We, as humans, can accurately and precisely tell whether a picture depicts a bird or not by just having a quick glimpse at it. Computers, on the other hand, can hardly see anything meaningful in the collection of 1’s and 0’s that make a virtual image. Not long ago, these kind of visual recognition tasks that humans naturally excel at were extremely difficult for computers to even attempt to do.

In the 60s, Marvin Minsky assigned a couple of undergrads to spend the summer programming a computer to use a camera to identify objects in a scene. He figured they'd have the problem solved by the end of the summer. Half a century later, we're still working on it.
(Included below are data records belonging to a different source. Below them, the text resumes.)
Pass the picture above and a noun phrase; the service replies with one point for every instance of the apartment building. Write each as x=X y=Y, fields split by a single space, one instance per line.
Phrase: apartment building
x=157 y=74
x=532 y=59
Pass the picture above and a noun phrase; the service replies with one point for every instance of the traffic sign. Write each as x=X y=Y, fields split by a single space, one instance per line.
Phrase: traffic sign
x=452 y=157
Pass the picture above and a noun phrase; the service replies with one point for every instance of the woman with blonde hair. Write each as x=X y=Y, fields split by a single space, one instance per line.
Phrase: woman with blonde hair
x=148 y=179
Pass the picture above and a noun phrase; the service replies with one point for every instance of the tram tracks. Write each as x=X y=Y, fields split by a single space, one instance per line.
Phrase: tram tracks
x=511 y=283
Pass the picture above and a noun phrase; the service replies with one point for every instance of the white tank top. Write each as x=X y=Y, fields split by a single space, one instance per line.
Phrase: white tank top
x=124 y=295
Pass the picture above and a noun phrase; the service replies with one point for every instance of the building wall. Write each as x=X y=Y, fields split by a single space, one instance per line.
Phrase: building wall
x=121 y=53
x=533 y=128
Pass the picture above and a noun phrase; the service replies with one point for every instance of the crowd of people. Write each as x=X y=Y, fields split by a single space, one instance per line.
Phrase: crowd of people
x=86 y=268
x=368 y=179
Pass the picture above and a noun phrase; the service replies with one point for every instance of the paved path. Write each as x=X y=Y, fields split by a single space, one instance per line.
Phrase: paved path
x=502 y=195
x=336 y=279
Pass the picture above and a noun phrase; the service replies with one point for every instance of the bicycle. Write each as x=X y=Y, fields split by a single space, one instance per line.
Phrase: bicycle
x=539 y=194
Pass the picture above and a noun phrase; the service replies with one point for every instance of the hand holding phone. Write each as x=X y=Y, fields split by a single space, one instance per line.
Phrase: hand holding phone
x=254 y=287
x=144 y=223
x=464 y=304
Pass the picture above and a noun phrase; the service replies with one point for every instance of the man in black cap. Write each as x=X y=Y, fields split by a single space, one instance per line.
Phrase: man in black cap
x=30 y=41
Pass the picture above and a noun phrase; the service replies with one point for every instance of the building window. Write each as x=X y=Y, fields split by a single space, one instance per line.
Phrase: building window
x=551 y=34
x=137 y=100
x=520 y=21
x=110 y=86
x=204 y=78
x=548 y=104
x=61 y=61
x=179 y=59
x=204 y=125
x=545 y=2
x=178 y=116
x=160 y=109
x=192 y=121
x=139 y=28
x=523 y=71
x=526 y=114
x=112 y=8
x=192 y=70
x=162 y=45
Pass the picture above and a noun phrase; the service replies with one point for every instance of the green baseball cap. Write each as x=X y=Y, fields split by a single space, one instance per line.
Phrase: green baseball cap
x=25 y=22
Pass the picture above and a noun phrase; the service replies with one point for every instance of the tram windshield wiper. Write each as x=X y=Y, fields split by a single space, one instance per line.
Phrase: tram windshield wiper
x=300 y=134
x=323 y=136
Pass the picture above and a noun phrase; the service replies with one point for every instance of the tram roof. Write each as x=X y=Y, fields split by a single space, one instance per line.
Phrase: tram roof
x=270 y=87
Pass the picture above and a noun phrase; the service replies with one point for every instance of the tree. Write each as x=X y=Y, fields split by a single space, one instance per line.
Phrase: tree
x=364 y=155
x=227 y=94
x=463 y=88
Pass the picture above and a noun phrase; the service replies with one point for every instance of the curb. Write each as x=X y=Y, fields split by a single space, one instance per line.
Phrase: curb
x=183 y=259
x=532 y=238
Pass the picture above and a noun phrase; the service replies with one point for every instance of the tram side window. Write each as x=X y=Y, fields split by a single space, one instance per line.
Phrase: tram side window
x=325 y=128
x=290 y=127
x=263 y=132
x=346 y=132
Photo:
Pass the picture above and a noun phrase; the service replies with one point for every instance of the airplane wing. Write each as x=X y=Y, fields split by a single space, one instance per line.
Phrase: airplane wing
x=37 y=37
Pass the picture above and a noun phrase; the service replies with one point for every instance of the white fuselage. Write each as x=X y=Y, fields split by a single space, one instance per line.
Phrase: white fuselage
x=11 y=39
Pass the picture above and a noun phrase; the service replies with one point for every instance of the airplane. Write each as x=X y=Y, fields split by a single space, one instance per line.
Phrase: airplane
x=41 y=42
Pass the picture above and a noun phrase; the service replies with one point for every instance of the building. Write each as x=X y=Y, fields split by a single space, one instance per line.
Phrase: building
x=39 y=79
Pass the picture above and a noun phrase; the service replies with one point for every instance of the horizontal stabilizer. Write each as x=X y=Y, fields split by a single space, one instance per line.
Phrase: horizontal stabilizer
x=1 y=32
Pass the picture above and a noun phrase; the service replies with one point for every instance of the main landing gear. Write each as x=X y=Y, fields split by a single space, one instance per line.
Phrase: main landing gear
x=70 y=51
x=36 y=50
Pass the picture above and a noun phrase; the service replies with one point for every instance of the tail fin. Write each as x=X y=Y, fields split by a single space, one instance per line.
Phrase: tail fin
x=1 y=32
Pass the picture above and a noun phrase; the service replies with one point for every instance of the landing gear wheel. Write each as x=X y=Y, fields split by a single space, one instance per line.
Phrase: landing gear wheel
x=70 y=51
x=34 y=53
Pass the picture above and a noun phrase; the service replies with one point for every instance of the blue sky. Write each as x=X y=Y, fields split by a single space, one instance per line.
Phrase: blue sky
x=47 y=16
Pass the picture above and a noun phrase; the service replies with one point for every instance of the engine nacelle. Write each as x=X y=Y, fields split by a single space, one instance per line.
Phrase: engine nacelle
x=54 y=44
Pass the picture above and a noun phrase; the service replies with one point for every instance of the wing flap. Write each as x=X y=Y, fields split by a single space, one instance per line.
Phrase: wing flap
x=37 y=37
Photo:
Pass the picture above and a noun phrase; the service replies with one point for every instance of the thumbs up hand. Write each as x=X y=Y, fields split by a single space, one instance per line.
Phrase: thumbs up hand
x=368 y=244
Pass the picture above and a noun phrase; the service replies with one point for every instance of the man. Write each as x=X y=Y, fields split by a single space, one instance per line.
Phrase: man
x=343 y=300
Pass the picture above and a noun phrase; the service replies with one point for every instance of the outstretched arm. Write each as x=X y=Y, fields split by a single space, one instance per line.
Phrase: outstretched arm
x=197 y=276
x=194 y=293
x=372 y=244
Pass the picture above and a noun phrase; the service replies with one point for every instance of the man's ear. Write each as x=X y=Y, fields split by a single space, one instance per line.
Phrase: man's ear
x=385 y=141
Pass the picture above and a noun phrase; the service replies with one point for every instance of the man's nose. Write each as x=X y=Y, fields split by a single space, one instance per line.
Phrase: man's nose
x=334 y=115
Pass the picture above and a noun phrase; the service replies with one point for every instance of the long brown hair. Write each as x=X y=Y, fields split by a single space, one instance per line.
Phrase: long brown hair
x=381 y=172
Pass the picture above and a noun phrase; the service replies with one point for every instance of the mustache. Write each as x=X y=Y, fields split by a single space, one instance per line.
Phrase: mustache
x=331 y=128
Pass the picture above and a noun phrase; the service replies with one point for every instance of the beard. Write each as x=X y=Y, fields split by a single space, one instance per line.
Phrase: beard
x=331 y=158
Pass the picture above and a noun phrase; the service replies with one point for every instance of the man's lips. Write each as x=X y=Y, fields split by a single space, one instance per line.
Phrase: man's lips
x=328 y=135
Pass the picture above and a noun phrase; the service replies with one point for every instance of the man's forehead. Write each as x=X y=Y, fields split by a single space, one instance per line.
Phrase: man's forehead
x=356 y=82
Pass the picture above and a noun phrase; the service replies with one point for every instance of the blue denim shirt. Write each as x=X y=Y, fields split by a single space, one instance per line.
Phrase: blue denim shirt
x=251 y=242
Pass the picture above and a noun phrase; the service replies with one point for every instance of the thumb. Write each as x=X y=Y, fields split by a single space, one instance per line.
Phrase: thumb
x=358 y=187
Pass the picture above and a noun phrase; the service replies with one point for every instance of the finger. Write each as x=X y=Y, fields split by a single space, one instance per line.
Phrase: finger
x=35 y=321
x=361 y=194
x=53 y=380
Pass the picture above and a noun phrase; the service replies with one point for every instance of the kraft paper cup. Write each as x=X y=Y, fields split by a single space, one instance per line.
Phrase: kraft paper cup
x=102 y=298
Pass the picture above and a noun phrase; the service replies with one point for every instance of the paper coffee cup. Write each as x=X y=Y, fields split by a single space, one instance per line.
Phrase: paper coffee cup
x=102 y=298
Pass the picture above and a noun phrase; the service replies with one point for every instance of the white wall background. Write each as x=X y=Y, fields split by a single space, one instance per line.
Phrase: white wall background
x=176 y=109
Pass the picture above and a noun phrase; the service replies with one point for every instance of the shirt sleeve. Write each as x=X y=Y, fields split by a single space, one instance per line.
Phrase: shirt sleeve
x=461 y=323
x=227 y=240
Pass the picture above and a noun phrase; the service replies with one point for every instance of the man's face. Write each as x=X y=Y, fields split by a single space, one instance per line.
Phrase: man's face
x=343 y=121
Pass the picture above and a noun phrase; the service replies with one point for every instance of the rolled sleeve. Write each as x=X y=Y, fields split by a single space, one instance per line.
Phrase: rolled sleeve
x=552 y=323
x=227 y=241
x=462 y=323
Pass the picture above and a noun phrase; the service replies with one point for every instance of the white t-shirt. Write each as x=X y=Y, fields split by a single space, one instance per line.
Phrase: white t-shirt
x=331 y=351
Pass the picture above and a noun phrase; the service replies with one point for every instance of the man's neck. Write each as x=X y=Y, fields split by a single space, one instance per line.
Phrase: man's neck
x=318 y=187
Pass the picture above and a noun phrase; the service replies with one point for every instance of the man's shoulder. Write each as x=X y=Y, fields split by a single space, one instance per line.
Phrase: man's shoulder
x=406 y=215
xkcd.com/1425 (CC BY-NC 2.5)

In 2012, a group of scientists from the University of Toronto had a break-through. They built a type of neural network designed to classify pictures amongst 1,000 different classes, birds included, surpassing by a long-shot the results achieved by previous methods. This research paved the way to more complex architectures from Google, Oxford, Microsoft and many others that would become the basis for entirely new applications.

Data-hungry algorithms

Deep Convolutional Neural Networks (DCNN) are neural networks taken to the extreme. Having dozens to hundreds of layers, each with thousands of neurons, they are the key ingredient to the success in many recent classification and segmentation challenges.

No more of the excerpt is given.